Spurious failures in CI #3793

tripleee · 2020-04-03T08:22:59Z

What problem has occurred? What issues has it caused?

Two of my recent PRs had Circle CI failures in code which I had not touched. One of them failed, then succeeded after I rebased my commits -- the other exhibited the opposite behavior: test passed, then I rebased the commits and force pushed, and the same code failed.

For the record; #3789 #3790

What would you like to happen/not happen?

The test should not fail spuriously.

I think I had this on my laptop occasionally too, so I don't think it's specific to Circle CI.

The failing code has some comments which vaguely hint at what might be wrong, but then why would they fail only some of the time?

tripleee · 2020-04-03T08:32:21Z

In #3789, simply rerunning the Circle CI test succeeded.

makyen · 2020-04-03T09:31:06Z

The reported error is a KeyError: 'items', which implies that the items property didn't exist in the response SD received from the SE API when it accesses the /answers/{} endpoint.

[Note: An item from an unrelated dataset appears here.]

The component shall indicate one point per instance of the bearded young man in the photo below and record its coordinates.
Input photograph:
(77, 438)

My guess at what is happening is that the SE API is rate limiting the IP address. This may, or may not, have been preceded by the SE API sending a backoff in a response. The tests which are failing are doing basically the same thing multiple times in rapid succession, which would tend to load the SE API, making it more likely to be rate limited. It's also possible the external Circle CI IP address is shared with other testing, which could impact SE API use. Overall, such issues will be intermittent, as when the SE API applied rate limiting is dependent on the overall load on the servers SE is using for the SE API.

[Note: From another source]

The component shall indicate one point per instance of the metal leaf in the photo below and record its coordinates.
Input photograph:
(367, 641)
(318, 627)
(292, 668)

There was a bug in the !!/allspam code, which resulted in any backoff sent by the SE API, when the !!/alspam code accessed the /answers/{} endpoint, to be ignored. I've fixed that. It's unclear that fix will actually resolve this problem, but it should improve the issue.

makyen · 2020-04-03T09:41:24Z

The code in that section of the !!/allspam command really should be restructured. Currently, it sends a separate request to the /answers/{} endpoint for each of the user's answers. As long as there are < 100 answers, then this could be handled with a single request to the SE API.

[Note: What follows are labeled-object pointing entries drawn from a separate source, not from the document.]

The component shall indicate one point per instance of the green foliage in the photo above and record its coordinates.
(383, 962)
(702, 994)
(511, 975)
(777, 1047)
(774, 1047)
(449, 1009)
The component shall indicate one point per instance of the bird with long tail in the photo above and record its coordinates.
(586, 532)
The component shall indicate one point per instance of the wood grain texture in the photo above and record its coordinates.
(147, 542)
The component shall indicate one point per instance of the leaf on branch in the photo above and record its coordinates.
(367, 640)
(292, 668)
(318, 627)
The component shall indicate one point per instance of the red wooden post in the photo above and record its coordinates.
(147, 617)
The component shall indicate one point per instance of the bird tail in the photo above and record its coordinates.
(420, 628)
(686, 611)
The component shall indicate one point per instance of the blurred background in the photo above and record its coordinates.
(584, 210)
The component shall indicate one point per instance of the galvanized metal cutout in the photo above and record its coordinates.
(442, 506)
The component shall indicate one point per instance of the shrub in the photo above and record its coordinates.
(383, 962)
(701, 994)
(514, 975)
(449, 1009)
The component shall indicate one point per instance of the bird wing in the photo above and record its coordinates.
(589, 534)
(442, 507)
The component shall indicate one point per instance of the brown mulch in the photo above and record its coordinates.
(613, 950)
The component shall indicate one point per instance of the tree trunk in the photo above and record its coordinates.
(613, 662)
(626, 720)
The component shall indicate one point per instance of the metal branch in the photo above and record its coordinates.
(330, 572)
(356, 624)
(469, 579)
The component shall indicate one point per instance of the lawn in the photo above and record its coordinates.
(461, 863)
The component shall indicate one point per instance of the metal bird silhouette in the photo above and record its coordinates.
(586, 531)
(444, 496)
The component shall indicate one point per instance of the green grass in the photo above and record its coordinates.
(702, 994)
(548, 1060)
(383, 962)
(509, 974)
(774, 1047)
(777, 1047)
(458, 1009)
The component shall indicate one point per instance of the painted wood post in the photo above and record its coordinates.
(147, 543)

tripleee · 2020-04-09T09:18:57Z

Retitled with a larger scope because the tests introduced in #3790 also suffer from this problem, in spades. Both Travis and Circle CI appear to have unreliable DNS. There has been discussion in chat between @makyen and @teward and myself regarding how exactly to tackle this.

Spurious failures in CI because of flaky DNS

tripleee · 2020-04-09T09:34:20Z

(Giftedly copy/pasted a spelling error. Let's not make more changes on mobile.)

teward · 2020-04-09T12:09:34Z

So let me break this down a little.

CI failures have happened with select domains. These domains are getting in DNS what we call SERVFAIL lookups - which means that whatever authoritative DNS server serves records for that domain could not be reached or is misconfigured.

This isnt necessarily DNS issues in CircleCI or Travis but issues with the specific domains being tested's nameservers.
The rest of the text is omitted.